Runs 100% in your browser: your file is never uploaded

See what's quietly costing your business money, for free

Upload a transaction export (CSV, Excel, or a PDF bank/card statement) and get an instant breakdown of recurring subscriptions, duplicate tools, fee increases, and unusual charges. The analysis happens entirely on your own device. Nothing is sent anywhere.

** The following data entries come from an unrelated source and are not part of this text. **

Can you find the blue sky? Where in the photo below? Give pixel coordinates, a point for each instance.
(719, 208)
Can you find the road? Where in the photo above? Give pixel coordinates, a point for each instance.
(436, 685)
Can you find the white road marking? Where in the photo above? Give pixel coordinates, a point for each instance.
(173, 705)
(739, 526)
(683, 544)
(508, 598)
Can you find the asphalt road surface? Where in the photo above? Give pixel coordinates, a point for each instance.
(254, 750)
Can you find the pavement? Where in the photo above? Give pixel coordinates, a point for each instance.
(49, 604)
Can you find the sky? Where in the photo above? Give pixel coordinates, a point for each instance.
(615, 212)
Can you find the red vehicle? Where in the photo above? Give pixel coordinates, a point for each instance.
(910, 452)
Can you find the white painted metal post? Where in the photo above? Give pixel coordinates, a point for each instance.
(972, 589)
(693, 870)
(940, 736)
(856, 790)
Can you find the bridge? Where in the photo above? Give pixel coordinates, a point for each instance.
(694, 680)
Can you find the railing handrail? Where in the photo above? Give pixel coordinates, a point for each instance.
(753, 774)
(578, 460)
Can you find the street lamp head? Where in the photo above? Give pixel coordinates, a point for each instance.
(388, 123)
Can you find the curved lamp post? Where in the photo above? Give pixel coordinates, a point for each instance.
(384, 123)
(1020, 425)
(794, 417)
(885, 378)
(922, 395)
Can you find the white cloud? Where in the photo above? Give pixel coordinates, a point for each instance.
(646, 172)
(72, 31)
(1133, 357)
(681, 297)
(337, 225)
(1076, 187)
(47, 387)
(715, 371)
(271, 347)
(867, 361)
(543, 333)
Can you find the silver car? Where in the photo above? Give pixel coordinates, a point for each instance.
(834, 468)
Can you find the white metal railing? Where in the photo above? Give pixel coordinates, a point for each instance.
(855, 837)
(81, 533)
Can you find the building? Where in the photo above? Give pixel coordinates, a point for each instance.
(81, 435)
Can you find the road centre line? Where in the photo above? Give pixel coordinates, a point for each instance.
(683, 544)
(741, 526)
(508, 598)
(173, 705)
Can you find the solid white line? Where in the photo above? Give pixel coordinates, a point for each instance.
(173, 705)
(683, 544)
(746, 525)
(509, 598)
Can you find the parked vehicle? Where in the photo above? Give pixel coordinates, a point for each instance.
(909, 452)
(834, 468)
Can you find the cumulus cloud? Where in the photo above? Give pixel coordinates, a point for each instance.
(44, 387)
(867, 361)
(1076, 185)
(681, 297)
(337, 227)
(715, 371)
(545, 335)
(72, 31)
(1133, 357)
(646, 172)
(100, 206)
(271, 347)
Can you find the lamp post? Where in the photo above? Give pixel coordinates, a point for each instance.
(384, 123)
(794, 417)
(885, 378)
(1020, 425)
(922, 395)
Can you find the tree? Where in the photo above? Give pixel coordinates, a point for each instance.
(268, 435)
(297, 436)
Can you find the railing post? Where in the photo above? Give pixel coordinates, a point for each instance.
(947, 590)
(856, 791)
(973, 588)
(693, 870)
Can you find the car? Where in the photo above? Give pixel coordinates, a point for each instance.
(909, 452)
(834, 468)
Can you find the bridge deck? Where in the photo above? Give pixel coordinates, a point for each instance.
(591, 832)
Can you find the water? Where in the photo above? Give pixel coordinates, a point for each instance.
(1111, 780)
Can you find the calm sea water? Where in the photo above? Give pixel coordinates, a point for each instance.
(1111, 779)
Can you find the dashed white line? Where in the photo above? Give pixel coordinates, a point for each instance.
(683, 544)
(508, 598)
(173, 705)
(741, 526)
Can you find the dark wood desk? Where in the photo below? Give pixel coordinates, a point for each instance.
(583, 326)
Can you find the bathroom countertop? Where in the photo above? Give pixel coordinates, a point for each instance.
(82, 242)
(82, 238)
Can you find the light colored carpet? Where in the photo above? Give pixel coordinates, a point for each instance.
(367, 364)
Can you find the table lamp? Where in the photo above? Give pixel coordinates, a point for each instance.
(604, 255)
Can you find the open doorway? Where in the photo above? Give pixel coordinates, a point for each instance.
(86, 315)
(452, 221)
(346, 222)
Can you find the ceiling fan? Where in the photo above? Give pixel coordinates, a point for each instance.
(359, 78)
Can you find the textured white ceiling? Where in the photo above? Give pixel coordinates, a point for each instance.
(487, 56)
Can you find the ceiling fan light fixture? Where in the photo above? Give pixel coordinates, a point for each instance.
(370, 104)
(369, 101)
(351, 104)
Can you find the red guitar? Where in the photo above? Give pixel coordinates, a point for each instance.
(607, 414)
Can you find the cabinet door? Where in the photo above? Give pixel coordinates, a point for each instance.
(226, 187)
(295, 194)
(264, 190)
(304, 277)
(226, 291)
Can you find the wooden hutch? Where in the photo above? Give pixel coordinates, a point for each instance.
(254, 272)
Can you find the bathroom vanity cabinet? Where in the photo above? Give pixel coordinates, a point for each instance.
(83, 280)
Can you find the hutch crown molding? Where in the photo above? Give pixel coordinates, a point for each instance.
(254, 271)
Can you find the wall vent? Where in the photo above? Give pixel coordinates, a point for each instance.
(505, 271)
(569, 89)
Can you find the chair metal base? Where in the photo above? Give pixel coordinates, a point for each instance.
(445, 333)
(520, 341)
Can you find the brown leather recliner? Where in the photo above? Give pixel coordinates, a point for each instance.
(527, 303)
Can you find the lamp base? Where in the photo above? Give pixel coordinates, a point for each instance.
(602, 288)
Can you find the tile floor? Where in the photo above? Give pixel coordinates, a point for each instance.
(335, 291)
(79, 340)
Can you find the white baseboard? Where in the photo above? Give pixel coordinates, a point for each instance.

Click to choose your file(s) or drag them here
CSV, Excel, or a text-based PDF statement. Drop in everything you have, multiple files are combined automatically.
Loading the in-browser analysis engine…

How this actually works, in detail

1
Your file never leaves your device. When you choose a file, your browser reads it locally using standard web APIs (the same ones for a CSV, an Excel file, or a PDF). The file's contents are handed directly to a program running inside this same browser tab. They are never attached to a network request, never uploaded to a server, and this page has no backend to receive them even if it wanted to.
2
The analysis itself is real Python code, run inside your browser. This page uses a project called Pyodide, which compiles the Python interpreter to WebAssembly so it can run client-side. Excel files are read with a library called SheetJS, and PDFs are read with Mozilla's pdf.js, both also running entirely in your browser. The same expense-analysis logic that would normally run on a server runs instead on your CPU, inside your browser tab, with no network access to your data at any point.
3
You can verify this yourself. Open your browser's developer tools (F12 or Cmd+Opt+I) and watch the Network tab while you upload a file. No request containing your file's data will appear. You can even disconnect from the internet entirely after this page has finished loading, then upload your file: it will still work, which is only possible if nothing is being sent out.
4
Nothing is stored, anywhere. There's no database, no account, no login, and no cookies tracking this session. If you refresh or close this tab, the results and your file are gone. There is nothing left over on any server because no server ever saw them.
5
There are two exceptions, both clearly bounded. Clicking "Generate My Report" sends the aggregated findings already shown on-screen (vendor names, categories, dollar totals, never your raw transaction rows) through a small server we control, to write up the explanations in plainer, less templated language. If that step doesn't succeed for any reason, the report falls back to the version already computed locally, so you always get a report either way. Separately, if a file's columns genuinely can't be identified by name or by their values, an optional "let the system take a closer look" step sends a small real sample (the header row plus 3 example rows) to figure out which column is which, since that specific task needs to see a few real values to work at all. Neither exception ever receives your full file, and "Email me this summary" stays entirely under your control too, it's just a pre-filled email you choose to send.
I'm technical: show me the actual mechanics
The analysis code is a plain, readable Python file (engine.py) loaded alongside this page. It mirrors the open logic of a CLI tool: it parses the transaction data, normalizes vendor names, categorizes spend, and runs a handful of rule-based detectors (recurring-charge detection via interval consistency, fee-creep via early/late period averages, duplicate-service detection by category overlap, and z-score anomaly detection). None of this code performs any network I/O. there are no fetch, XMLHttpRequest, or Python socket/requests calls anywhere in it. Pyodide, pdf.js, and SheetJS each only make network requests once, on initial page load, to fetch their own runtime/library files, never your data. For Excel files, SheetJS converts the workbook to a CSV-like table directly. PDFs have no real rows or columns, just text positioned on a page, so pdf.js extracts each text fragment's position and the page reconstructs a table by grouping fragments into rows and columns based on their coordinates, then hands that to the same Python pipeline as a normal CSV upload. This works well for typical text-based bank/card statement PDFs; it can't read a scanned image with no underlying text layer, since there's nothing to extract.